I’ve always been fascinated by the delicate balance required to train deep neural networks. It’s a bit like balancing a pencil on your finger—one wrong move, one unbounded gradient, and the whole thing topples over.

Recently, I’ve been digging into Hyper-Connections (HC), a concept from ByteDance that promised to break the linearity of residual streams by letting layers talk to each other through learnable, expanded pathways. It sounds fantastic in theory: more connectivity, more expressivity.

So, I did what I always do: I tried to build it. But when I ran the code, I hit a wall.

The Explosion

I set up a standard transformer on the enwik8 dataset.
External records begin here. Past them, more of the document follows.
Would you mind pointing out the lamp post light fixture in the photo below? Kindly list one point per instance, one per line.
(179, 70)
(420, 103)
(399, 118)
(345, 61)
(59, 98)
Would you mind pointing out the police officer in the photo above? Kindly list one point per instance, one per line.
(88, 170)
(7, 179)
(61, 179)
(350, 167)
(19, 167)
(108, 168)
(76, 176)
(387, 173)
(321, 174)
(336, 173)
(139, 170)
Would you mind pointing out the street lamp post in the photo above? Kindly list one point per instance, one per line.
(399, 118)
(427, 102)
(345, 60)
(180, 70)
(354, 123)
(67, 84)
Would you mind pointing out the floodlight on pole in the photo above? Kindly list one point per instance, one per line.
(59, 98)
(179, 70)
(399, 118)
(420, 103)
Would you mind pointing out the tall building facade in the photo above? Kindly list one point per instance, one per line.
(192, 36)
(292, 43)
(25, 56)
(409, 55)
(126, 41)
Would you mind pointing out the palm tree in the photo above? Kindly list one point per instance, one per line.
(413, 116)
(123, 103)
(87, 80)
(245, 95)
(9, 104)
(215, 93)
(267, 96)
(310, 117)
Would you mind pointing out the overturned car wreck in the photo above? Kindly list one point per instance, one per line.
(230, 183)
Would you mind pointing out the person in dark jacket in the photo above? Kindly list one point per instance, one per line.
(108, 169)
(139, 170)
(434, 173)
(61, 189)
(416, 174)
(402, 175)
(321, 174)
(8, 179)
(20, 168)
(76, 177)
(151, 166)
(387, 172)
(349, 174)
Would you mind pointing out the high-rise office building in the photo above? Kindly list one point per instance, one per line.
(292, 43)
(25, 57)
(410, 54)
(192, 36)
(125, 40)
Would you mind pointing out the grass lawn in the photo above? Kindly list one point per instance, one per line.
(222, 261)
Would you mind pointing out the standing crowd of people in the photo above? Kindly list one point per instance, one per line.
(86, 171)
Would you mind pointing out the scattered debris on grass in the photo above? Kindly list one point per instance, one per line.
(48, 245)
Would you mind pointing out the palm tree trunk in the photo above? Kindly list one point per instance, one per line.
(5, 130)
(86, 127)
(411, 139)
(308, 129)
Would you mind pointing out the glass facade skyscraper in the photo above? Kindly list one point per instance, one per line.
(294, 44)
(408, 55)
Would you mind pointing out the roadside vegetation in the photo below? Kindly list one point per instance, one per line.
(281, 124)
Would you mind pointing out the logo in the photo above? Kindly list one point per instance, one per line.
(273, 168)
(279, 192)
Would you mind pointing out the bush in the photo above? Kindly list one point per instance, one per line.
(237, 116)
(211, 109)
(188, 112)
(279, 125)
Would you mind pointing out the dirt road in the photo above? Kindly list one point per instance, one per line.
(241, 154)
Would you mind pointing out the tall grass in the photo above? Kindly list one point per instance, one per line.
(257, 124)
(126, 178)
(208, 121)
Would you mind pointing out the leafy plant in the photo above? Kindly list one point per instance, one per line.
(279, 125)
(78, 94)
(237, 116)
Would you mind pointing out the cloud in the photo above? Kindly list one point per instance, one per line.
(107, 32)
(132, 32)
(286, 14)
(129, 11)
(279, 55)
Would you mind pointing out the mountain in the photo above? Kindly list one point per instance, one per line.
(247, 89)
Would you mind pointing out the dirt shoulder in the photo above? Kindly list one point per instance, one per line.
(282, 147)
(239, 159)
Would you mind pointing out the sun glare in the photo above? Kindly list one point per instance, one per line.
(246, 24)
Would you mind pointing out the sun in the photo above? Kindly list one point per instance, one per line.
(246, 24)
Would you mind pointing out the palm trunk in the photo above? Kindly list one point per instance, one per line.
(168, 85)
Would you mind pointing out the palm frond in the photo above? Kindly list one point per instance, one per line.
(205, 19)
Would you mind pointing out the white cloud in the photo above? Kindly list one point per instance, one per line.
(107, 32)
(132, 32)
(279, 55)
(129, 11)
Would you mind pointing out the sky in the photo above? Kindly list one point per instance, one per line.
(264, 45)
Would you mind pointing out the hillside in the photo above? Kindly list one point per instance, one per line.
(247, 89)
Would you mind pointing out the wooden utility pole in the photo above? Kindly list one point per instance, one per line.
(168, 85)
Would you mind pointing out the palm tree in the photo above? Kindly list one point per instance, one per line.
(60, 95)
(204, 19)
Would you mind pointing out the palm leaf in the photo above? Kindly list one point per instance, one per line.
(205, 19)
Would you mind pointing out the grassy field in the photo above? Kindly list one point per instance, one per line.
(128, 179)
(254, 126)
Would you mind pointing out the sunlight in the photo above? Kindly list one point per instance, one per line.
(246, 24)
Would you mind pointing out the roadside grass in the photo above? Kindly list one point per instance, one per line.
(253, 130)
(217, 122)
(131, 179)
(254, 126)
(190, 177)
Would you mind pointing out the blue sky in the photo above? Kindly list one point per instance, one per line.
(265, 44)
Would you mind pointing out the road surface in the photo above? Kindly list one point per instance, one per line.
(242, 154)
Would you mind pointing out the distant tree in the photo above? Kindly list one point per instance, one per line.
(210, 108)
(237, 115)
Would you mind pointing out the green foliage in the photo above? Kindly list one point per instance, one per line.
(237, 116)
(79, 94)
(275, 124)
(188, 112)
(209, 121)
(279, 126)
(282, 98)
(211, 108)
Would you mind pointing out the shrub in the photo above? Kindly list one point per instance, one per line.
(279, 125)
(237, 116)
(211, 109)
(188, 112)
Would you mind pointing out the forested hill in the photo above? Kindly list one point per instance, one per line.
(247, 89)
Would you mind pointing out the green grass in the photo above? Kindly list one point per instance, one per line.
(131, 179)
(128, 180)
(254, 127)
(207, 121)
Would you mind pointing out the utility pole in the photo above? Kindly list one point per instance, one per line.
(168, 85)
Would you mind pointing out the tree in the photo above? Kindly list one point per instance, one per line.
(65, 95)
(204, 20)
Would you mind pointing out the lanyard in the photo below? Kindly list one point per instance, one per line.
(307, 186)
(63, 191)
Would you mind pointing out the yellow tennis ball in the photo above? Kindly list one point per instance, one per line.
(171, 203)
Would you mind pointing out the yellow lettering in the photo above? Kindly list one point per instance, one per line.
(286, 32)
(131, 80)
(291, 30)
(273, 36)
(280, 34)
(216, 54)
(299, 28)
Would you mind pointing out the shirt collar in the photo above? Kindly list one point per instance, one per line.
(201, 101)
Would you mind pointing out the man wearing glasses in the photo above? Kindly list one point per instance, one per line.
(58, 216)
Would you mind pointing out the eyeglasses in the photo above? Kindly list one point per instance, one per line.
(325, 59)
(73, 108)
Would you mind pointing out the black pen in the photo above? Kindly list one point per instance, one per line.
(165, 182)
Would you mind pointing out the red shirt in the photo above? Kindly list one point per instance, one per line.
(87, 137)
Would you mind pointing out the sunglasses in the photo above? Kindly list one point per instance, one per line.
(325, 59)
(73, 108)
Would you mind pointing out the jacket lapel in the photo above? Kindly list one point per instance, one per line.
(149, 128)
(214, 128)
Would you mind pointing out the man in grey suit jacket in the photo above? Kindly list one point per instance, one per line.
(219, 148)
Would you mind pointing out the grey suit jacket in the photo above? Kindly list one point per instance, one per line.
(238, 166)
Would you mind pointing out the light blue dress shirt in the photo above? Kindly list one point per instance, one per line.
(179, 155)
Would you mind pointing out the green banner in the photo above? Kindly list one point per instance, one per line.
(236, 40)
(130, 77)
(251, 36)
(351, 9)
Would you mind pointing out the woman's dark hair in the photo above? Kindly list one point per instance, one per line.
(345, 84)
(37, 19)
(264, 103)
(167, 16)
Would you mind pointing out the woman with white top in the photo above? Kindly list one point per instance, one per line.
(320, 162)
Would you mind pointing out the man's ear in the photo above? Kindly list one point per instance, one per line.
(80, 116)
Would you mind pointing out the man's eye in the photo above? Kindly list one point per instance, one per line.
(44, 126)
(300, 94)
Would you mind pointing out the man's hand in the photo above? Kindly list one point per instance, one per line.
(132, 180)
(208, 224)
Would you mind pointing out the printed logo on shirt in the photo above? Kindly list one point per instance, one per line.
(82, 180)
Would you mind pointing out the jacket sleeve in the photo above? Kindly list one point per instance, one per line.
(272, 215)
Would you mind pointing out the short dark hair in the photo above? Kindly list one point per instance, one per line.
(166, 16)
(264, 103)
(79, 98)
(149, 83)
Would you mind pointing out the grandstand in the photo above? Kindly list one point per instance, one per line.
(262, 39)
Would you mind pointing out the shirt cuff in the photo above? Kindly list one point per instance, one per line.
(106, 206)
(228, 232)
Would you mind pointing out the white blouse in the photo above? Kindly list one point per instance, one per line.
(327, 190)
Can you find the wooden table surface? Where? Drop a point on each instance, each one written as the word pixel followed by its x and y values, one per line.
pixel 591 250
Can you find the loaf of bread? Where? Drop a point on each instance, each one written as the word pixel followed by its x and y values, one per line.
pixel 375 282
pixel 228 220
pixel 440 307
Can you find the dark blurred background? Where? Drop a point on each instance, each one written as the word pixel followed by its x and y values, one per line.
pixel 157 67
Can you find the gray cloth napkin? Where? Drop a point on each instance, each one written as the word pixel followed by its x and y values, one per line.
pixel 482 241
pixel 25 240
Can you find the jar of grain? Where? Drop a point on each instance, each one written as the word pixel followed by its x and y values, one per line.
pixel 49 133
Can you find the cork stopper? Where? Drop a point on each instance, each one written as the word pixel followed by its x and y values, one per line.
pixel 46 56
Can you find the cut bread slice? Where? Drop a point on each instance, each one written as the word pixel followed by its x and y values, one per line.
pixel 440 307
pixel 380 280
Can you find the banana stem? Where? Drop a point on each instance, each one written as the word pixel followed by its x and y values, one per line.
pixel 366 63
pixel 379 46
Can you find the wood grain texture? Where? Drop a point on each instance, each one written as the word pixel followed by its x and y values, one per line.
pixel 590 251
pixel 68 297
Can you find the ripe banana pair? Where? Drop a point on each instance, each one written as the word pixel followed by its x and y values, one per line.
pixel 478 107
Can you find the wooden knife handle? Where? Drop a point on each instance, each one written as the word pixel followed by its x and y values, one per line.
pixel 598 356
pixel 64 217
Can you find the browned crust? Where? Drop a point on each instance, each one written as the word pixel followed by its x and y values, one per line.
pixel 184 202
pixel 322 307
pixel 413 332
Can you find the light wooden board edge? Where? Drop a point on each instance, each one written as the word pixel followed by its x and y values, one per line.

My baseline (a vanilla residual network) was humming along, converging steadily. Then I switched on the unconstrained Hyper-Connections.

I expected magic. I got chaos.

Norm Growth

The signal didn’t just grow; it exploded. As the network depth increased, the feature norms spiraled out of control. You can see it in the red line above—unconstrained Hyper-Connections (HC) amplify the signal at every step until the gradients become meaningless. The loss curve was a jagged mess, and the “Max Amax Gain” (a measure of signal amplification) hit 61.33, compared to the baseline’s 25.40.

It turns out, if you give a network infinite freedom to connect, it chooses noise.

Enter the Manifold

This is where the new paper from DeepSeek, Manifold-Constrained Hyper-Connections (mHC), comes in. They recognized that the problem wasn’t the connections themselves—it was the lack of structure.

Their solution is elegant: constrain the connectivity matrices to lie on a specific mathematical manifold. Specifically, they force the residual mixing matrix, $H_{res}$, to be doubly stochastic—meaning all rows sum to 1, and all columns sum to 1.

Mathematically, this ensures the spectral norm of the matrix is bounded by 1. In plain English? It acts as a pressure valve. No matter how deep the network gets, the signal can’t explode because the matrix simply won’t allow it.

Folding the Matrix

To implement this, I used the Sinkhorn-Knopp algorithm. It’s an iterative process that takes any non-negative matrix and repeatedly normalizes its rows and columns until it converges to the doubly stochastic manifold.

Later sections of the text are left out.